NYSE Euronext and Deutsche Boerse are terminating their proposed merger, in light of opposition from the European Commission — leaving the proposed Canadian exchange consolidation as the only surviving deal from last year’s rash or proposed exchange mergers.

The companies said Wednesday that they are in discussions to terminate their merger agreement. And, the NYSE Euronext said it would focus on its standalone strategy and plans to return capital to shareholders. It intends to resume a US$550 million share repurchase program following the termination of the merger agreement and after the release of its fourth quarter and 2011 results on February 10.

“Our merger would have created a high standard for transparency, stability and efficiency in the global capital markets, and we proposed significant and tangible remedies designed to address the European Commission’s concerns with the transaction. Butas we made clear throughout this process, we would not agree to any concessions that would compromise or undermine the industrial and economic logic of the proposed combination,” said Jan-Michiel Hessels, NYSE Euronext chairman.

Duncan Niederauer, NYSE Euronext chief executive officer said it now plans to “take advantage of our financial strength to capture opportunities for growth in derivatives, and through our new initiatives including technology services, NYSE Liffe US/NYPC and post-trade services. And, as always, we will continue the success we have had in optimizing the business through continued cost discipline and operational efficiency.”

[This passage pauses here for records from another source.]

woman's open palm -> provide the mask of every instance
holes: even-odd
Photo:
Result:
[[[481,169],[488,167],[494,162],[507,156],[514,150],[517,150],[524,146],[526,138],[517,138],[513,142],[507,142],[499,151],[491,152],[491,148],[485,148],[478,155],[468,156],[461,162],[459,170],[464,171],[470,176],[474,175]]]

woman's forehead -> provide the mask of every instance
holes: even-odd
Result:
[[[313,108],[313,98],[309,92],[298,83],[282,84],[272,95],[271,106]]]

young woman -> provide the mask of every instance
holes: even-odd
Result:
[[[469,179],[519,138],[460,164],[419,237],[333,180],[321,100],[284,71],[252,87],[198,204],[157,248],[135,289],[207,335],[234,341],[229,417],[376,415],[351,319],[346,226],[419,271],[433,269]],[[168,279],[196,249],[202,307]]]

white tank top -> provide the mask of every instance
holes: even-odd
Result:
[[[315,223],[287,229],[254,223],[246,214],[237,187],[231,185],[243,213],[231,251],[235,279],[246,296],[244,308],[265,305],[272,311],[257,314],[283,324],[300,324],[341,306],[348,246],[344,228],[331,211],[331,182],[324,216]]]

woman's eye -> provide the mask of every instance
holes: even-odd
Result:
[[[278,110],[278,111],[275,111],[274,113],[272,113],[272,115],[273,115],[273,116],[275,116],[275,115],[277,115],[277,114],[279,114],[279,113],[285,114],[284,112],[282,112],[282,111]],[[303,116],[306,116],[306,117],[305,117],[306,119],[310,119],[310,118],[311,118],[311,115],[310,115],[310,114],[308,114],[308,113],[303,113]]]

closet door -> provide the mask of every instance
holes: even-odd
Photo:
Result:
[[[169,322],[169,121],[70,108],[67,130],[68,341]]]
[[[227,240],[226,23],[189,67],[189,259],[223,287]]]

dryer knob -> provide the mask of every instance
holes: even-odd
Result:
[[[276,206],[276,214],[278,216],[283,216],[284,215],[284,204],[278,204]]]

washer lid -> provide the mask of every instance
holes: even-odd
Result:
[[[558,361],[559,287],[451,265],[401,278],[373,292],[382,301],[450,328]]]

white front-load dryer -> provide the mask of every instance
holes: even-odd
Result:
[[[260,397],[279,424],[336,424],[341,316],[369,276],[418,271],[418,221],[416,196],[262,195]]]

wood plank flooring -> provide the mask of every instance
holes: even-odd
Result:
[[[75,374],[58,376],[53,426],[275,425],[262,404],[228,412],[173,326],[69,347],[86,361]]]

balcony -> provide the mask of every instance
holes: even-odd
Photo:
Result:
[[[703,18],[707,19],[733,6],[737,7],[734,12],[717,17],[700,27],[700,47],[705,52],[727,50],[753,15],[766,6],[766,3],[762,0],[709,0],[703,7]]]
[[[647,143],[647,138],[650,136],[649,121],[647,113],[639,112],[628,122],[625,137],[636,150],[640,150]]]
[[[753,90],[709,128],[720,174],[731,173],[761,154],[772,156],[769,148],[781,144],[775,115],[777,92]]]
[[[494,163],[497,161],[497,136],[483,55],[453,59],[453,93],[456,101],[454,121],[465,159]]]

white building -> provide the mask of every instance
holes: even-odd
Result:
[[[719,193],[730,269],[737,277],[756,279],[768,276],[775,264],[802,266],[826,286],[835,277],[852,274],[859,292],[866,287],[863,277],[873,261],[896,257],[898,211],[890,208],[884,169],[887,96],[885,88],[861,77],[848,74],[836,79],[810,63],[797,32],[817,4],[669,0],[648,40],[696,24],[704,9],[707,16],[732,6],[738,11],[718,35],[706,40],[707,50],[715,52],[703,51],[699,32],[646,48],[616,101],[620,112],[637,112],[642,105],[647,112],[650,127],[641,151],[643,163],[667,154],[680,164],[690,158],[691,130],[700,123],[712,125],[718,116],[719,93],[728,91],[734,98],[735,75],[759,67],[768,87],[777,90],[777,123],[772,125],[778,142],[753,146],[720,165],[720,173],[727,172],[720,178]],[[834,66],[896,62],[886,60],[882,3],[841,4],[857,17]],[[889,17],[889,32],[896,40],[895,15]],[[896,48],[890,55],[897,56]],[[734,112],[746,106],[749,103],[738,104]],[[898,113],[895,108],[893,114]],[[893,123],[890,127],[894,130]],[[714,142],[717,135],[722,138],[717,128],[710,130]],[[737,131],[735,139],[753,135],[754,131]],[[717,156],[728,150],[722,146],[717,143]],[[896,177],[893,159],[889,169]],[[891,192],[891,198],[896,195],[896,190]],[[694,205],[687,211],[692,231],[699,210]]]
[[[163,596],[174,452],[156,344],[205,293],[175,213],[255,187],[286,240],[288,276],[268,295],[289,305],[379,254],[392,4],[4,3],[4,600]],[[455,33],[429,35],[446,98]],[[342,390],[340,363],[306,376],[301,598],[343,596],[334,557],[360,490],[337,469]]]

The failure of this deal leaves Maple Group Acquisition Corp.’s proposed consolidation of the Canadian trading and clearing landscape as the sole remaining large exchange merger awaiting regulatory assent. Several deals involving exchanges in the U.S., Europe and Asia have all fallen through in the face of regulatory opposition, and the proposed merger of the TMX Group and the London Stock Exchange Group plc fell apart amid a lack of shareholder support.

The proposed Maple deals still require approval from securities and competition regulators, and yesterday it extended the deadline for the deal again until Feb. 29. Maple said it is continuing to seek to resolve outstanding issues and concerns raised by the securities regulatory authorities and the Competition Bureau.

Speaking on behalf of Maple, Luc Bertrand said, “We are committed to the transaction and are working diligently to obtain the required regulatory approvals. To this end, we are in ongoing discussions with the regulators and have made numerous submissions to them, including recently submitting a proposed CDS pricing model and proposing remedies to address concerns regarding equities trading.”